Let $\kappa$ be a regular cardinal. It seems reasonable to introduce the following definition:
Definition. A simplicial set $K$ is $\kappa$-sifted if, for every set $E$ with $\lvert E\rvert<\kappa$, the diagonal functor $K\to K^E$ is cofinal.
It follows from [Lurie: Higher Topos Theory, Prop 5.3.1.22] that every $\kappa$-filtered $\infty$-category is $\kappa$-sifted. On the other hand, the category ${\mathbf\Delta}^{\operatorname{op}}$ seems to be $\kappa$-sifted since the product of any $\kappa$'s simplices is still weakly contractible.
I wonder:
- Is there any study of this notion in the literature?

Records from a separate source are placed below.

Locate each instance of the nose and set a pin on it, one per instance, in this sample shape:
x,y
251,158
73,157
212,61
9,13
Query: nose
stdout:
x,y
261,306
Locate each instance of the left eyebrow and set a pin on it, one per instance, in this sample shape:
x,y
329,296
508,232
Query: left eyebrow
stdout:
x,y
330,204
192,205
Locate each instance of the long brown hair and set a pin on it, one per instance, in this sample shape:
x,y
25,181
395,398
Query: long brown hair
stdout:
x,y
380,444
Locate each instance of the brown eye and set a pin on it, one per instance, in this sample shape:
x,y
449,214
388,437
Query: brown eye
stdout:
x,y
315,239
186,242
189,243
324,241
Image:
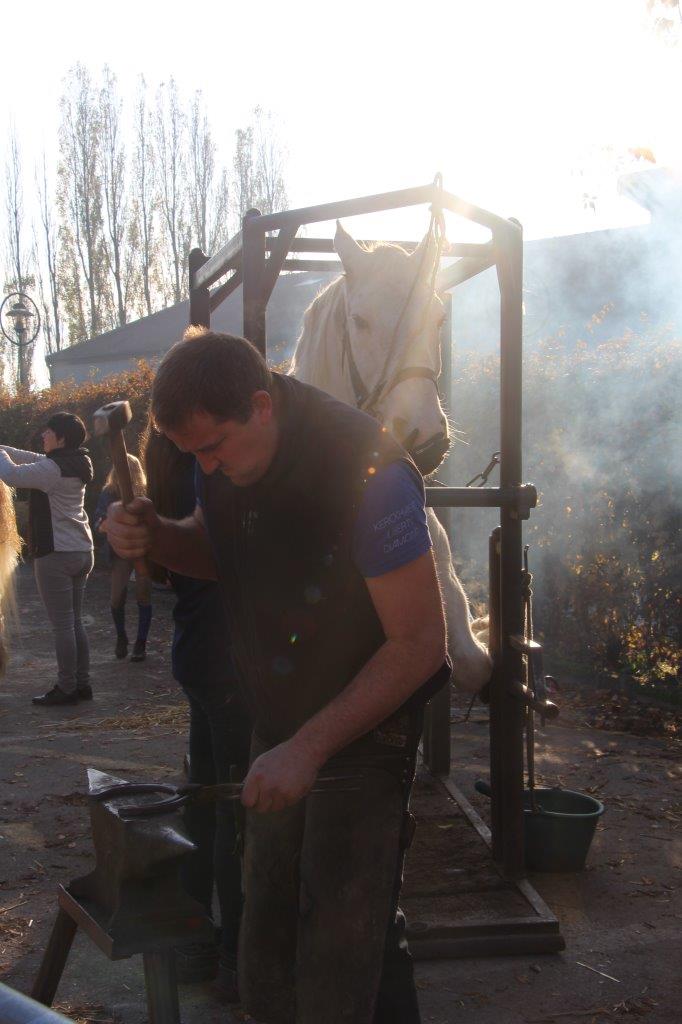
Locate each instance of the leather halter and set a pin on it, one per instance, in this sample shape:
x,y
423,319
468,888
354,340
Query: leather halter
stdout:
x,y
367,399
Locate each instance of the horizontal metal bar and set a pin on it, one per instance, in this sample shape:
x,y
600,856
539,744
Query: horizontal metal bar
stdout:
x,y
387,201
465,268
220,293
347,208
485,945
329,265
225,258
469,498
478,250
18,1009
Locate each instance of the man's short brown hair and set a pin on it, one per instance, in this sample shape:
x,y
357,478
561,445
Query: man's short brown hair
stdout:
x,y
210,373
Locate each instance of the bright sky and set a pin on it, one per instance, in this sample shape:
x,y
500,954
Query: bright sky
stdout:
x,y
510,100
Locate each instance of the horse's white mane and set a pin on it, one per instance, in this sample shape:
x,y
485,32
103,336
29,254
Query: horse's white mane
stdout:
x,y
315,359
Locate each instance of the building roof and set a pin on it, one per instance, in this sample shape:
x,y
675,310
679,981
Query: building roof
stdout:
x,y
150,337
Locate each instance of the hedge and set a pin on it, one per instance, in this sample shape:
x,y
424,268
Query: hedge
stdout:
x,y
23,415
602,443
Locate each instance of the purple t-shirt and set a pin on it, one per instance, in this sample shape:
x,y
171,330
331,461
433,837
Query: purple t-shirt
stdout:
x,y
390,528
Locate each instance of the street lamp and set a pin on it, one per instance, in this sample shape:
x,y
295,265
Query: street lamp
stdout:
x,y
19,312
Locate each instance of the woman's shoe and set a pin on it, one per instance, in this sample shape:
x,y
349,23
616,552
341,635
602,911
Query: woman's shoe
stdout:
x,y
55,696
139,651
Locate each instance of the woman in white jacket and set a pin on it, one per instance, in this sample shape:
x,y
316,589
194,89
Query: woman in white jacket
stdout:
x,y
60,543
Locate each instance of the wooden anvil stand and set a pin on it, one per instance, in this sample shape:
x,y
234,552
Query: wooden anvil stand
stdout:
x,y
131,903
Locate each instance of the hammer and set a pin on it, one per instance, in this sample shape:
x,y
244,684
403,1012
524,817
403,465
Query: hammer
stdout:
x,y
112,419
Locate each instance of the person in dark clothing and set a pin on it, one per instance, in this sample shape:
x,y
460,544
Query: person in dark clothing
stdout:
x,y
122,568
60,543
335,663
219,727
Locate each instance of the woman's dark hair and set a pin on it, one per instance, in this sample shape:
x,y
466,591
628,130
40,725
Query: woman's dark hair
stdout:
x,y
169,474
69,428
210,373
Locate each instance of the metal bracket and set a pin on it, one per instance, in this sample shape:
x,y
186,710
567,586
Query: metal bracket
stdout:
x,y
535,694
524,498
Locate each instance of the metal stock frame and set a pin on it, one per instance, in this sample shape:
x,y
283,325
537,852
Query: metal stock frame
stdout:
x,y
254,258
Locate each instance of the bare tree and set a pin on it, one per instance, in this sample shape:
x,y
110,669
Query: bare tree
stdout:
x,y
114,189
207,196
18,257
244,187
258,167
144,200
51,312
169,132
269,161
80,201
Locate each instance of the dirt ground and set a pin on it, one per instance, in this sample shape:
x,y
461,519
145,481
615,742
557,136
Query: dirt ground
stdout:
x,y
621,918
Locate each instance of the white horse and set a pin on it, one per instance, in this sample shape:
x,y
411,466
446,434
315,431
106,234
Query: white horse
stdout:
x,y
372,339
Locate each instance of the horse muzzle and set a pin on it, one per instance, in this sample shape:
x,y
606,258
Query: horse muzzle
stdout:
x,y
427,457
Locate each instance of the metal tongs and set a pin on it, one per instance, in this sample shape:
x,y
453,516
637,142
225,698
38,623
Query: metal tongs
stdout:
x,y
178,796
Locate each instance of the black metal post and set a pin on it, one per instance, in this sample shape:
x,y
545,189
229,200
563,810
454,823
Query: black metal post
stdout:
x,y
200,304
253,266
496,690
509,745
436,721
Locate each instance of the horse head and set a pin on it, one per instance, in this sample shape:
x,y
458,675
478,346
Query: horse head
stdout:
x,y
372,339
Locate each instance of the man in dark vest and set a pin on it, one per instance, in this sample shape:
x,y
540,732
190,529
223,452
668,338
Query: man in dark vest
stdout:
x,y
311,518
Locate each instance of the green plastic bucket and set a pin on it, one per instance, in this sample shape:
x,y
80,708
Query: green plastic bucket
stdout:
x,y
558,836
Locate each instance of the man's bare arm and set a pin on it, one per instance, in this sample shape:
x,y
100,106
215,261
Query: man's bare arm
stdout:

- To what extent, $\kappa$-sifted colimits = $\kappa$-filtered colimits + geometric realizations? For example, let $\mathcal C$ be an $\infty$-category with small limits, and $F\colon\mathcal C\to\mathcal D$ a functor. Is it true that, if $F$ preserves geometric realizations and is $\kappa$-accessible, then it preserves $\kappa$-sifted colimits? In the 1-category situation with $\kappa=\aleph_0$, this is in [Adámek–Rosický–Vitale, On Algebraically Exact Categories and Essential Localizations of Varieties].